1. Introduction
Prostate cancer is the second leading cause of male cancer, and it is one of the most common causes of cancer death (after lung cancer) in the United States [
1]. The development of prostate cancer is induced by androgens; thus, androgen-deprivation therapies, such as medical or surgical castration, are used to decrease the physiological androgen level in more than 30% of patients diagnosed with prostate cancer [
2,
3]. However, most patients treated with androgen-deprivation therapies experience a disease recurrence that is known as castration-resistant prostate cancer (CRPC). One mechanism responsible for the development of CRPC is the acquisition of the metabolic capability to convert steroid precursors to dihydrotestosterone (DHT), which leads to the activation of androgen receptor (AR) signaling [
4,
5,
6,
7]. AR, which is a member of the nuclear receptor superfamily, contributes to the development of both normal prostate and prostate cancer. The binding of a ligand to AR can induce the transcription of specific genes via a process that is known to require at least 60 min. However, several studies have shown that various signaling pathways are regulated by androgen stimulation at earlier time points (5 to 60 min), and that this rapid AR signaling contributes to prostate cancer cell proliferation [
8,
9,
10]. The AR-mediated transcription of downstream genes requires a series of processes: DHT binds to AR in the cytoplasm; AR translocates to the nucleus; and the promoters of AR-dependent genes bind to coactivators and/or corepressors of canonical AR signaling. However, increasing evidence shows that the intracellular signaling pathways that contribute to AR-mediated cancer cell proliferation are triggered by a mechanism that is more complex than this canonical signaling [
11,
12,
13]. This mechanism, which is induced at early time points, has been called “rapid” or “non-genomic” signaling and may initiate within seconds after DHT stimulation [
14]. Since non-genomic signaling affects various intracellular responses, the analysis of androgen-regulated protein dynamics at early time points might provide insight into yet-unknown mechanisms of prostate cancer development. In addition, the large-scale systematic temporal proteomic analysis of cells under DHT treatment could improve our understanding of the dynamic AR singling network.

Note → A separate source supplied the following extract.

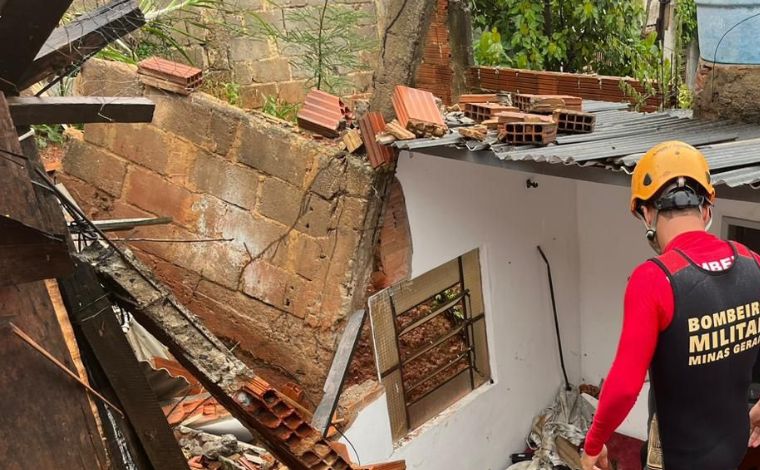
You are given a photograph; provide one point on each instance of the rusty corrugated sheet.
(322, 113)
(417, 105)
(174, 72)
(371, 124)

Here, we treated VCaP cells with DHT for 5, 15, 30, and 60 min and performed extensive proteomic profiling and quantification by isobaric tandem mass tagging (TMT) analysis. We analyzed changes in the whole proteome at each time point after DHT treatment and clustered proteins that exhibited similar alterations. Such proteins are expected to be involved in cross-talk during DHT-induced AR signaling. Based on the obtained proteomic data, we predicted the molecular characteristics of proteins at each time point, describes a putative protein–protein interaction network, and suggested some candidate targets for the treatment of CRPC. Our results may be used to identify proteins that participate in the early phase of prostate cancer development and provide insight into the protein network that functions under androgen stimulation.
2. Materials and Methods
2.1. Cell Culture and Protein Sample Preparation
VCaP cells, which represent a human prostate cancer cell line derived from a vertebral metastatic lesion, were obtained from ATCC and grown in Dulbecco’s modified Eagle’s medium (DMEM, HyClone, Logan, UT, USA) supplemented with 10% (v/v) fetal bovine serum (FBS, HyClone), and 100 units/mL penicillin-streptomycin (Gibco, Carlsbad, CA, USA) at 37 °C in a humidified atmosphere of 5% CO2 and 95% air. VCaP cells were serum-starved for 48 h and harvested after treatment with 10 nM dihydrotestosterone (DHT) or vehicle for 5, 15, 30, and 60 min. VCaP cells harvested prior to treatment were used as a control. Proteins were extracted with a RIPA buffer containing 20 mM Tris-HCl, pH 7.5, 150 mM NaCl, 1% NP-40, 0.5% sodium deoxycholate, 1 mM EDTA, 10 mg/mL leupeptin, 10 mg/mL aprotinin, 2 mM 3VO4, 10 mM beta-glycerophosphate, 1 mM PMSF (Roche Applied Science, Mannheim, Germany), PhoSTOP (Roche), and a protease inhibitor cocktail (Roche). The concentration of total proteins was determined with a BCA protein assay kit (Thermo Scientific, Foster City, CA, USA), and aliquots of whole-cell lysates (100 μg) from each sample were used for protein digestion.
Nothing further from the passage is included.